Update at bottom
Update 2 for Saikuro reported cyclomatic complexity
Update 3 for Flog
I despise metaprogrammed tests. The problem with metaprogrammed tests is that they introduce more questions than answers. Tests are supposed to give confidence, but I don't feel very confident when I find myself asking: which assertion failed? what part of the test is wrong? in which loop, at what value, do you think the problem is?

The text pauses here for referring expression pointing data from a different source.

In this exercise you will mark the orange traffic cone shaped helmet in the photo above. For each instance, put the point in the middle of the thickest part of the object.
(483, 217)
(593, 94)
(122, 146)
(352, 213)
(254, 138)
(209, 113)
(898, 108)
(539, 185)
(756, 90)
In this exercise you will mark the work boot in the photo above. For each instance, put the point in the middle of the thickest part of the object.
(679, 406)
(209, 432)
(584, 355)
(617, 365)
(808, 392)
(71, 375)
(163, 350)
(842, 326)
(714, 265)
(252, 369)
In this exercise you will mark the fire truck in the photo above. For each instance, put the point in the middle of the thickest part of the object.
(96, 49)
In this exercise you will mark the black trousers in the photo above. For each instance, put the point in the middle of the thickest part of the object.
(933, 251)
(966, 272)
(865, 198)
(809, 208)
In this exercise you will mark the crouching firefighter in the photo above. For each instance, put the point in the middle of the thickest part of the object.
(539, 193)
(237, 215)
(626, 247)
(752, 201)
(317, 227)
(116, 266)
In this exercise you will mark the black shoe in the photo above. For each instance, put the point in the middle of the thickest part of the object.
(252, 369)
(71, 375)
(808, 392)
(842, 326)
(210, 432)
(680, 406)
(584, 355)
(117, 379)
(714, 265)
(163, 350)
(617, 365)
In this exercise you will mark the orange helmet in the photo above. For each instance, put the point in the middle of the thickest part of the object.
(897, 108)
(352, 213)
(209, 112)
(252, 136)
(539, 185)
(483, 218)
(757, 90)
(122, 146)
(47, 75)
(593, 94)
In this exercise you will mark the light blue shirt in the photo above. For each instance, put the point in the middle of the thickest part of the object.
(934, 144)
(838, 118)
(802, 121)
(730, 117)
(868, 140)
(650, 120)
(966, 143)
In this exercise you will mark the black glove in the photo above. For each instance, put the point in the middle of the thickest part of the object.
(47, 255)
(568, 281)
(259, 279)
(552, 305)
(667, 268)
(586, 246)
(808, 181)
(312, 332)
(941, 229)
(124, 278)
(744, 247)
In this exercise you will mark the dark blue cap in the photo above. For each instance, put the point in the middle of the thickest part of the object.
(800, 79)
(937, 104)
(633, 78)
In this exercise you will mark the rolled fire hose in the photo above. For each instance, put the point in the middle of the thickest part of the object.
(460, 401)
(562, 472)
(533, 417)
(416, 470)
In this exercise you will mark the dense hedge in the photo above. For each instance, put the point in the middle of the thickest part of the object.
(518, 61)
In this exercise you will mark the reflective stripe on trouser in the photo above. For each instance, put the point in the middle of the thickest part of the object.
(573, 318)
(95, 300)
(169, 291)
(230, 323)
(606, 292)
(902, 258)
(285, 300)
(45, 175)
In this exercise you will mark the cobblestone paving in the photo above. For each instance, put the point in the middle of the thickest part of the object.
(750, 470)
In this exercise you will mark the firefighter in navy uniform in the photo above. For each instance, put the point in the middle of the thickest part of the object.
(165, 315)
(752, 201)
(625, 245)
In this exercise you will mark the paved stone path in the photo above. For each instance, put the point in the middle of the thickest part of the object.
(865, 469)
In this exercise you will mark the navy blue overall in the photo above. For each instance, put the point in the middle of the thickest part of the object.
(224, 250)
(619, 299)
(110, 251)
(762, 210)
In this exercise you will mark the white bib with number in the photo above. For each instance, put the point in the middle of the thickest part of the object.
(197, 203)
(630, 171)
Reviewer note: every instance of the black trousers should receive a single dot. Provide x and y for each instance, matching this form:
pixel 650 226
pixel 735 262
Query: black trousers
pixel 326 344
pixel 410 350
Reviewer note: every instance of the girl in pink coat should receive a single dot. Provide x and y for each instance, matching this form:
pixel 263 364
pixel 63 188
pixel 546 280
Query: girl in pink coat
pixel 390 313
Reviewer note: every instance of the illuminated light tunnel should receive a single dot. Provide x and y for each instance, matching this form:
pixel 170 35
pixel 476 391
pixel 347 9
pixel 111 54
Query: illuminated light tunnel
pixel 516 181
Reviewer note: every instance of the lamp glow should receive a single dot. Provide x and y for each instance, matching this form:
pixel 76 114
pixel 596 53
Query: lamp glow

Let's jump straight to an example. The following method on Fixnum will tell you what the letter grade is.
class Fixnum
def as_letter_grade
case self
when 0..59 then "F"
when 60..69 then "D"
when 70..79 then "C"
when 80..89 then "B"
when 90..100 then "A"
end
end
end
50.as_letter_grade 60.as_letter_grade 70.as_letter_grade 80.as_letter_grade 90.as_letter_grade
For completeness you may wish to test every value between 0 and 100 to ensure that no mistakes are made. Doing this the most straight forward way possible, you would define 101 tests and test every value individually.
require 'test/unit'
class GradeTests < Test::Unit::TestCase
def test_zero_is_an_f
assert_equal "F", 0.as_letter_grade
end
def test_one_is_an_f
assert_equal "F", 1.as_letter_grade
end
def test_two_is_an_f
assert_equal "F", 2.as_letter_grade
end
end
While this would work it suffers from a few complications: it's too long to digest and it would be painfully tedious to write. You might jump to the conclusion that you ought to metaprogram the tests to resolve the previously mentioned issues.
require 'test/unit'
class GradeTests < Test::Unit::TestCase
(0..100).each do |index|
letter = case index
when 0..59 then "F"
when 60..69 then "D"
when 70..79 then "C"
when 80..89 then "B"
when 90..100 then "A"
end
define_method "test_#{index}_is_#{letter}" do
assert_equal letter, index.as_letter_grade
end
end
end
This solution isn't so bad at first glance. When a test fails, I can see what number I was working with, what letter I expected and what letter I actually got.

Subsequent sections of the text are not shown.